Human Behavioral Variance (Robert Sapolsky): Unlike most animals, humans do not fit neatly into categories of strictly tournament species or purely pair-bonding species. There is considerable variation in behavior from one individual to another, which can be partly attributed to the number of vasopressin receptors (this observation aligns with Sapolsky's theory that questions the existence of free will, suggesting that our actions may be more influenced by biological factors than previously thought). This might give some credence to the recent societal increase in polyamory. However, I suspect there's a more Machiavellian dynamic at work. Studies indicate that women tend to rate men higher when they are seen with an attractive woman. This suggests that men might be leveraging this phenomenon to enhance their appeal to other women by being observed with a primary partner.

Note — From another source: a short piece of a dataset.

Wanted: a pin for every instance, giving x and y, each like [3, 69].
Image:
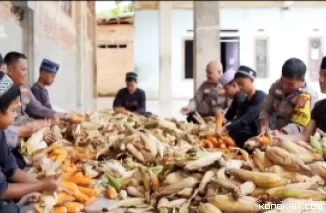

Intra-sex Competition (Dr. Tracy Vaillancourt): In a study on intra-sex competition, two women were unknowingly filmed during an interaction that was interrupted twice by the same woman. The first interruption featured her in conservative attire, and during this, the participants were generally unbothered and often made positive remarks about her. However, when she interrupted again, this time wearing revealing clothing, the participants' reactions were markedly different. They were rude to her face, and in almost every instance of this study, which was conducted hundreds of times, they continued to make disparaging comments about her even after she had left. Vaillancourt interprets the results of this study as supporting her theory that the majority of 'slut-shaming' (in Western cultures) is predominantly perpetrated by women against other women. In the realm of relationships, it is generally observed that secure men appreciate it when their partner chooses to wear suggestive or alluring attire.
Women's Influence on Men (Dr. Tracy Vaillancourt): A study demonstrated that men tend to exhibit less risky behavior when crossing a road if a woman is present. This finding suggests that women have a domesticating influence on men, reducing their propensity to engage in potentially dangerous actions.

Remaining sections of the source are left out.